Reputation: 4478
I'm struggling to come up with a vectorised solution to the following problem. I have two dataframes:
> people <- data.frame(name = c('Fred', 'Bob'), profession = c('Builder', 'Baker'))
> people
name profession
1 Fred Builder
2 Bob Baker
> allowed <- data.frame(name = c('Fred', 'Fred', 'Bob', 'Bob'), profession = c('Builder', 'Baker', 'Barman', 'Biker'))
> allowed
name profession
1 Fred Builder
2 Fred Baker
3 Bob Barman
4 Bob Biker
That is to say, I want to check every person in people has a permitted profession, and return any names which do not.
For instance, Fred can be a Builder or a Baker, and so he is fine.

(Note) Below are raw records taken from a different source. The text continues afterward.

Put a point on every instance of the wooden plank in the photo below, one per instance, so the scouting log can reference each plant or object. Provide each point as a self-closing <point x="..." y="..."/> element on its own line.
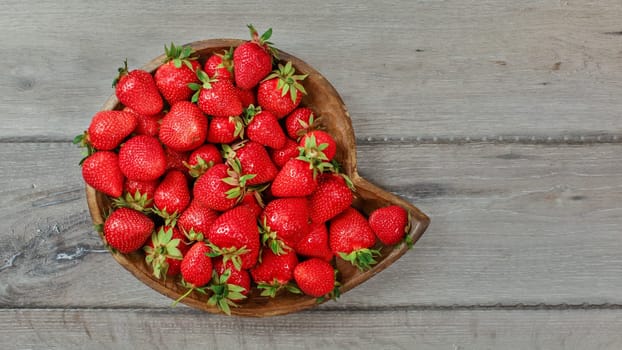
<point x="511" y="224"/>
<point x="391" y="329"/>
<point x="405" y="68"/>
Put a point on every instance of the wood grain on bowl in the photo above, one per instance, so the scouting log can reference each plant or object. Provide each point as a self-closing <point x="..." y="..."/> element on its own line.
<point x="327" y="103"/>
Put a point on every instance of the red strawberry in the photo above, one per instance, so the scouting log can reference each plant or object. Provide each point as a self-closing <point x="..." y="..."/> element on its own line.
<point x="165" y="251"/>
<point x="172" y="78"/>
<point x="137" y="89"/>
<point x="142" y="158"/>
<point x="196" y="220"/>
<point x="285" y="221"/>
<point x="252" y="61"/>
<point x="281" y="91"/>
<point x="101" y="171"/>
<point x="300" y="121"/>
<point x="254" y="159"/>
<point x="264" y="128"/>
<point x="184" y="127"/>
<point x="288" y="151"/>
<point x="216" y="97"/>
<point x="126" y="230"/>
<point x="331" y="197"/>
<point x="172" y="195"/>
<point x="319" y="144"/>
<point x="225" y="129"/>
<point x="109" y="128"/>
<point x="315" y="277"/>
<point x="274" y="272"/>
<point x="221" y="187"/>
<point x="220" y="65"/>
<point x="391" y="225"/>
<point x="235" y="236"/>
<point x="315" y="243"/>
<point x="351" y="239"/>
<point x="202" y="159"/>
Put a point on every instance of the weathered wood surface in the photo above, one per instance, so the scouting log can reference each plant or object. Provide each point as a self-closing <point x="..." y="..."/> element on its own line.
<point x="501" y="120"/>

However, Bob can be a Barman or a Biker, but not a Baker (note: there are only ever two permitted professions in my use case).
I would like to a return a data frame those names which do not have a permitted profession:
name profession permitted
1 Bob Baker Biker
2 Bob Baker Barman
Thanks for the help
Upvotes: 0
Views: 104
Reputation: 49448
Here's a slightly more readable data.table
solution. You can do the last step on the same line as well to make it a one-liner, if you consider that readable.

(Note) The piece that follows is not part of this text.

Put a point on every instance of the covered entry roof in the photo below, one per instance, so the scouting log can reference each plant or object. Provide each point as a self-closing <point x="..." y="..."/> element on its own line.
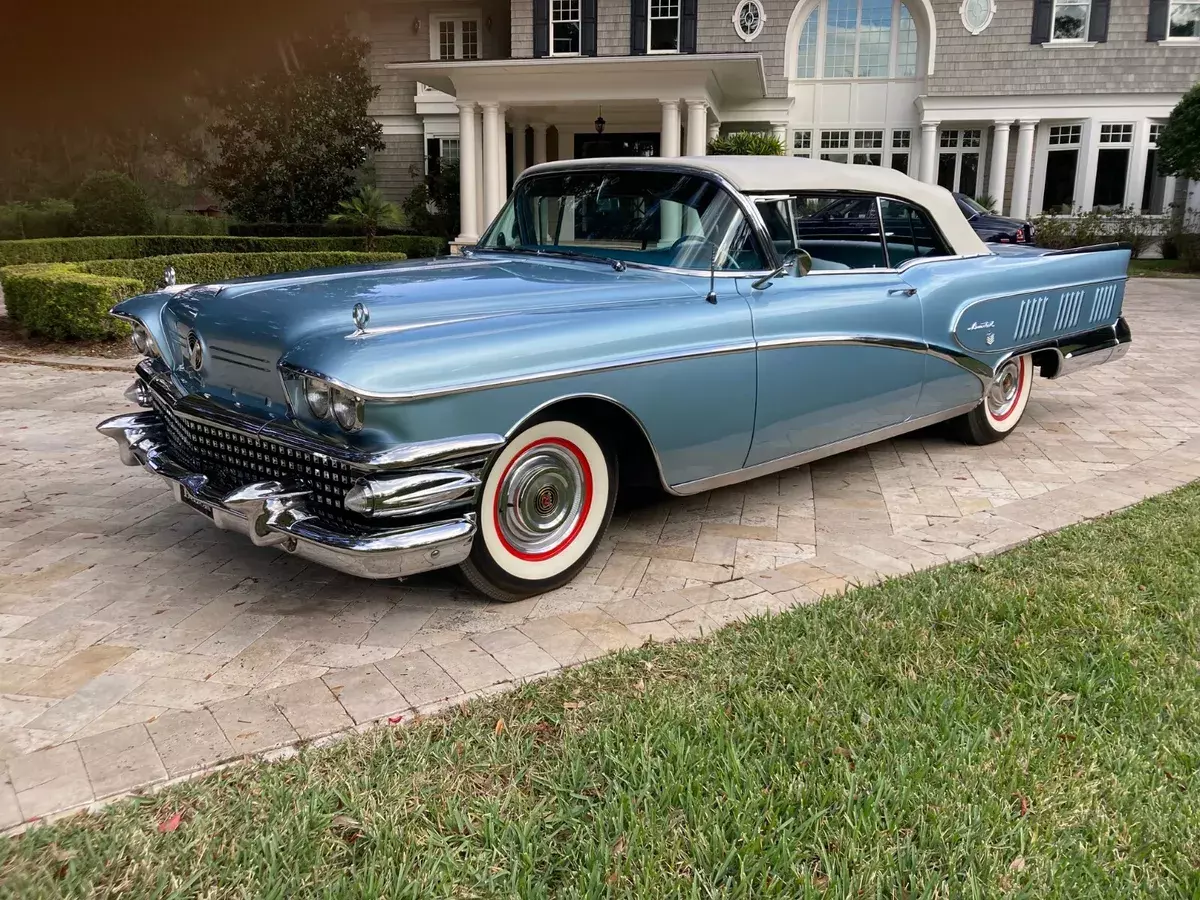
<point x="720" y="78"/>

# load library, convert people to a data.table and set a key
library(data.table)
people = data.table(people, key = "name,profession")
# compute
result = data.table(allowed, key = "name")[people[!allowed]]
setnames(result, "profession.1", "permitted")
result
# name profession permitted
#1: Bob Barman Baker
#2: Bob Biker Baker
Upvotes: 1
Reputation: 580
This is my take on it. May need some more testing though.I'd be open to suggestions myself. It works with your example but I am not sure if it would generalize.
people$check <- ifelse(people$profession %in% allowed[which(allowed$name == people$name),"profession"], TRUE,FALSE)
people_select <- people[people$check == TRUE,]
EDIT: and just for clarification in case this is holding you back from voting. The ifelse is vectorized and will run very fast.
Upvotes: 0
Reputation: 6197
Probably there's another way, but this should work. I added a third person with an unpermitted profession to show you how to apply the function to the entire dataset.
currentprof <-structure(list(name = structure(c(2L, 1L, 3L), .Label = c("Bob",
"Fred", "Jan"), class = "factor"), profession = structure(c(3L,
2L, 1L), .Label = c("Analyst", "Baker", "Builder"), class = "factor")), .Names = c("name",
"profession"), class = "data.frame", row.names = c(NA, -3L))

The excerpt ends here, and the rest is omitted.